See, the gross margins for Dabur has been a bit of a concern lately. It hit a high of 52% in FY15 and it’s been on downward trajectory since then. In FY23, it was just 45%. Now think of gross margin as the percentage difference between the revenue earned by the company over the cost of the products it is selling. If the company faces higher raw material cost due to inflation but can’t charge higher prices from customers, it starts to pinch. And that’s the position Dabur is in right now.
So why isn’t Dabur able to raise prices then, you ask?
One theory is the dependence on its rural segment which contributes a bug chunk of its revenues. And let’s just say that this part of the economy has been going through some weakness.
But hold on…despite this, Dabur’s EBITDA (earnings before interest, tax, depreciation, amortisation) margins remain robust.

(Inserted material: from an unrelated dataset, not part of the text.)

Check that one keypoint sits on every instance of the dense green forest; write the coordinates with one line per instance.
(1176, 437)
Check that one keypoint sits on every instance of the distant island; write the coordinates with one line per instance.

How’s that possible?
Well, it looks like Dabur’s been aggressively cutting costs to keep its profitability margins intact. And that cost cutting is primarily happening in its advertising efforts — this has fallen from 14% of revenue to a mere 6% in the past decade. On the other hand, its rivals have picked up pace in their advertising.
So Dabur can’t keep relying on this strategy forever. It needs to find a way to sell higher priced products. And that’s where premiumisation comes in. The simplest example is in the form of Odomos. Earlier this mosquito repellant was sold only as a cream, but then Dabur premiumised it with a spray, a roll-on and even extended it to liquid vaporisers through its e-commerce channel.
At the moment, these premium products make up less than 10% of its portfolio, and Dabur’s pretty keen to improve on this figure.
So yeah, put all this together and Dabur seems to believe that it has unlocked the holy grail to growth. And over the next 5 years, it has quite an ambitious target — grow the home & personal care, healthcare, and food & beverage business by 14% annually.
But remember, Dabur’s only grown sales by 8% annually in the past 5 years. So it’s not going to be easy. Now we’ll just have to wait and see if Dabur can really rewrite its script as an FMCG company or whether it’ll find that its ‘boring’ brand image isn’t that easy to shake off.